The best fertiliser is one you’re going to use. If you have some Miracle-gro, use it. If you have tomato feed, that’ll be fine too.
If you’re unsure, you can always dilute the crap out of it and hope for the best.
In an ideal world, we’d have worked out the best fertiliser and fertilising schedule for each individual house plant and follow that to the letter, but after you reach *ahem* a hundred plants…who has the time/money/inclination. Not to mention somewhere to put them all.
Honestly, just buy some house plant fertiliser that has good reviews or that a friend has recommended.
Oh, but be careful of the reviews. If you read a few for the one that Amazon recommends, you’ll notice that a lot of the 5-star reviews are people that are impressed at a speedy delivery (I mean, great, but hardly indicative of the quality of the product), and lot of the 1-star reviews seem to be from people that fertilise their plants every day and then blame the product for them dying.
The fertiliser I currently use is a seaweed emulsion, which is super gentle, but I also use the General Hydroponics Flora series which I’ve only recently discovered can be used for soil as well as plants grown in semi-hydro.
What strength fertiliser should I use for my house plants?
Liquid seaweed is often very weak – often something like 0-0-4 – which might not be nutritious enough if your plant is in quite old soil.

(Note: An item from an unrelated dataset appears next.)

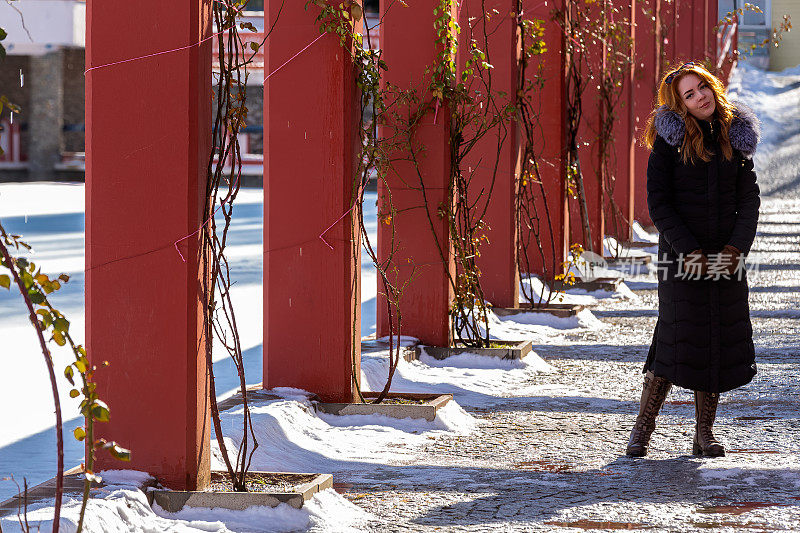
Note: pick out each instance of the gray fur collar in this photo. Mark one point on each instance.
(744, 133)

Ideally, we’d be looking at a 5-5-5 or 10-10-10 mix. This means that there is an equal amount of nitrogen, phosphorus and potassium in the fertiliser, so you know the plant is getting the three macronutrients it needs.
I’m happy to use a weaker fertiliser, because I add other forms of nutrients to the soil, in the form of worm castings, but if you cba, get a stronger fertiliser.

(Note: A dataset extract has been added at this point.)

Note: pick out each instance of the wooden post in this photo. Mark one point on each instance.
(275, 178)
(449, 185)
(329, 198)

What’s the best natural fertiliser for indoor plants?
Definitely worm castings. You can buy them off eBay, but occasionally you can find people selling them on places like Facebook marketplace.

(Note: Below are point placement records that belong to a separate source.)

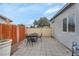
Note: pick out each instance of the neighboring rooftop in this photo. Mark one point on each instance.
(5, 18)
(66, 6)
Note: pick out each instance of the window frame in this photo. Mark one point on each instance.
(68, 22)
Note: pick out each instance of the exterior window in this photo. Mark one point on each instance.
(69, 24)
(65, 24)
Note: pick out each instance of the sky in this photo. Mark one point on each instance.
(26, 13)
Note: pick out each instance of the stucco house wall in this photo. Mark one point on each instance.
(67, 38)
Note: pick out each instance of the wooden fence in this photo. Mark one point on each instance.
(11, 32)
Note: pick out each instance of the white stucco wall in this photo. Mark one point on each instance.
(67, 38)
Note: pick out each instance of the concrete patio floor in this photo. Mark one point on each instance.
(47, 47)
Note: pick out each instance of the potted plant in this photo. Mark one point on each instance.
(5, 47)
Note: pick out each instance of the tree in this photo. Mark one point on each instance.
(43, 21)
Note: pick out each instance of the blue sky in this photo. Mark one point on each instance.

A little word of caution though – often you’ll get actual worms in the with the castings. Quite a few of my plants have small worms colonies living in the soil because I’ve added worm castings to the soil. They’re a great addition to the soil (and a perpetual source of castings, since castings is just a nice way of saying poo) but I release mine in my garden because I feel bad for them.
Please, please check that you have worms that are allowed to be released into your country. My worm guy (who’d have thought I’d have a worm guy?) just uses regular earthworms but do check, because there are a lot of different types of earthworms.
I don’t want to encourage illicit worm releasing.
I suppose fertilisers like seawee and fish emulsions also come under the heading of ‘natural’ fertilisers, but it really depends on what you mean by natural. I mean EVERYTHING’S natural if you trace it back enough.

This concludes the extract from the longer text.